Eighteen months ago, there was an attempt by hundreds of thousands of people to oppose this “New Labour” agenda and initiate a fightback. Workers and young people flocked into the Labour Party to elect Jeremy Corbyn as leader, not because of any specific policy he put forward but because he was seen as an opponent of the Blairites.
Today, Corbyn will be given pride of place on the platform of speakers and all those in attendance will be told to place their hopes on the election of a Corbyn-led Labour government in 2020. The reality is that in the 18 months since his election, Corbyn has done nothing to oppose the Blairites, or the Tory government with which they are in a de facto alliance–without which there can be no defence of the NHS.
Time after time, Corbyn has placed “party unity” above political principle. He even put the Blairites in his shadow cabinet, from where they mounted an attempted coup to get rid of him. On every programmatic question moreover, he ceded the initiative to his opponents–granting a free vote on war in Syria, on replacing Trident and even instructing Labour councils to implement Tory cuts.
Last year, 50,000 junior doctors struck against a rotten contract imposing seven day working with no additional funding. Corbyn, in alliance with the trade unions, played a major role in the isolation and eventual defeat of the junior doctors. He made one appearance on a picket line in April, but only while placidly calling for the government to reach a negotiated settlement with the BMA. This allowed the government the time required to concoct a dirty deal with the BMA—on whose junior doctors committee Corbyn supporters had leading positions—enabling the inferior contract demanded by the Tories to be imposed last December.

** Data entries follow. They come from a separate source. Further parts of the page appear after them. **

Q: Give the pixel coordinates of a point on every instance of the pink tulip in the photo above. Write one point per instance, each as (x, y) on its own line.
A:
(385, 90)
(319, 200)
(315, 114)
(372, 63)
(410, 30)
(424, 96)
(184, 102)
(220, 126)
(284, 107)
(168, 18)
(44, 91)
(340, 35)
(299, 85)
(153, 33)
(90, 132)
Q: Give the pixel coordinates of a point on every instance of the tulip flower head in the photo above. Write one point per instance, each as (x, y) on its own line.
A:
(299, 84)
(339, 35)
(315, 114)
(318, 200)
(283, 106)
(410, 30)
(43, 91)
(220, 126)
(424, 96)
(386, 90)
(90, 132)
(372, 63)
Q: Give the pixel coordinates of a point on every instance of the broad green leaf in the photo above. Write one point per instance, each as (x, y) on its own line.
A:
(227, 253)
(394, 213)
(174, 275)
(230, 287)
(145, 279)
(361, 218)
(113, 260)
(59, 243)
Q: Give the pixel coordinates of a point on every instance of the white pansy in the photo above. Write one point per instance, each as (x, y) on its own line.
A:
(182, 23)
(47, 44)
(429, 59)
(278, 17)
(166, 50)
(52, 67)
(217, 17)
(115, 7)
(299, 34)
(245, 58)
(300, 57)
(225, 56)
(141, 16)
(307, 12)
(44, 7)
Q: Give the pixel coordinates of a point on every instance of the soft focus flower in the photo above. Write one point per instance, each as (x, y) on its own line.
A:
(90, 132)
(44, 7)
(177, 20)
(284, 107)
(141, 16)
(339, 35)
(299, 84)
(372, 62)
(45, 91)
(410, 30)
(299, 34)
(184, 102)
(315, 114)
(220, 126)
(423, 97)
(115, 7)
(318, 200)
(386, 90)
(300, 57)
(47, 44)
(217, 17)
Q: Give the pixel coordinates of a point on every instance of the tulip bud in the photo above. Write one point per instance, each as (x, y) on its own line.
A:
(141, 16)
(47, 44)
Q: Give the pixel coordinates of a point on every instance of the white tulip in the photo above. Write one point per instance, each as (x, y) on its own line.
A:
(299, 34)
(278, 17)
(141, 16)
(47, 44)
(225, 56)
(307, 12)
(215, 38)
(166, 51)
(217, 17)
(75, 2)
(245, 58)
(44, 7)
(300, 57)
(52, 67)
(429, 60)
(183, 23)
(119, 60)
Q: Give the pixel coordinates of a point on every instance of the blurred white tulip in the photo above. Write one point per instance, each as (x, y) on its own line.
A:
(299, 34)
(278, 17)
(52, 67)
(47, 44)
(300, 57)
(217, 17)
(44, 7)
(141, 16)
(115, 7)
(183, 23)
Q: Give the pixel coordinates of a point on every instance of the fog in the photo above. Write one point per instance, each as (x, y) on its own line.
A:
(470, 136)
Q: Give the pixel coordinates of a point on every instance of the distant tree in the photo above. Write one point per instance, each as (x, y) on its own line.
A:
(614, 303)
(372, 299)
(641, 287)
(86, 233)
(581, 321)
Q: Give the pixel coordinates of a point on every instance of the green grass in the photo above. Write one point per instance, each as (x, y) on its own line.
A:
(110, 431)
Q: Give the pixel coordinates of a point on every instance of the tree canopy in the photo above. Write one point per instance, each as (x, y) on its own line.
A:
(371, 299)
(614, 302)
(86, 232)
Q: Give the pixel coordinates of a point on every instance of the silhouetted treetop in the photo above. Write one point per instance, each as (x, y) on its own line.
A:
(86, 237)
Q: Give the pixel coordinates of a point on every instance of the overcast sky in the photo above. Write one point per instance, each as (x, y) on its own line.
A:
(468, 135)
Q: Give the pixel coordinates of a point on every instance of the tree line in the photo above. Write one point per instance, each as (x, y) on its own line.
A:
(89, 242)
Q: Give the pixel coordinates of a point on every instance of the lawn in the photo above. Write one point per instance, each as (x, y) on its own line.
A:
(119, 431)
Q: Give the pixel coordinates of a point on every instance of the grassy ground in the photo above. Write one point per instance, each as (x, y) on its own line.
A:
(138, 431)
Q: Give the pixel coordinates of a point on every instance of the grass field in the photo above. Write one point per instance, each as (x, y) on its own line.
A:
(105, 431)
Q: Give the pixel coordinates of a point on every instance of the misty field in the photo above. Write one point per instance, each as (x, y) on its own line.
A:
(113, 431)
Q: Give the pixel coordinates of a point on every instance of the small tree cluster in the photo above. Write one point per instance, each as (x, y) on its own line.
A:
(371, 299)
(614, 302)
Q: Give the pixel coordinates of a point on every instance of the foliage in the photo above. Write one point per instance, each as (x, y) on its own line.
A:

Following Labour’s defeat in the Copeland by-election, the Blairites are seeking once again to remove Corbyn. Yet the coup plotters, the acolytes of Blair and Peter Mandelson, who has declared that, “I work every single day to bring forward the end of [Corbyn’s] tenure in office,” sit unchallenged as Labour MPs, councillors and union officials.
On Thursday, Shadow Chancellor John McDonnell responded with a pathetic overture, stating that he was, “[H]olding out hands from my wing of the party, from Momentum we established, to those people in [the Blairite think tank] Progress. And, yes, Peter Mandelson.”
Whatever the verbal pledges made regarding the NHS by Corbyn, McDonnell and various union leaders, their sincerity should be measured against their readiness to ally with such open enemies of the working class. They should be expelling them from the Labour Party but are instead, once again, calling for unity.
The election of Corbyn has not made an iota of difference to the character of Labour as a party of big business, austerity, militarism and war.
Health workers and all those who want to fight in defence of the NHS must now undertake to build a new leadership, which fights on the basis of a socialist programme. In 2012, the Socialist Equality Party initiated the NHS FightBack campaign to take forward such a struggle among health workers and throughout the working class.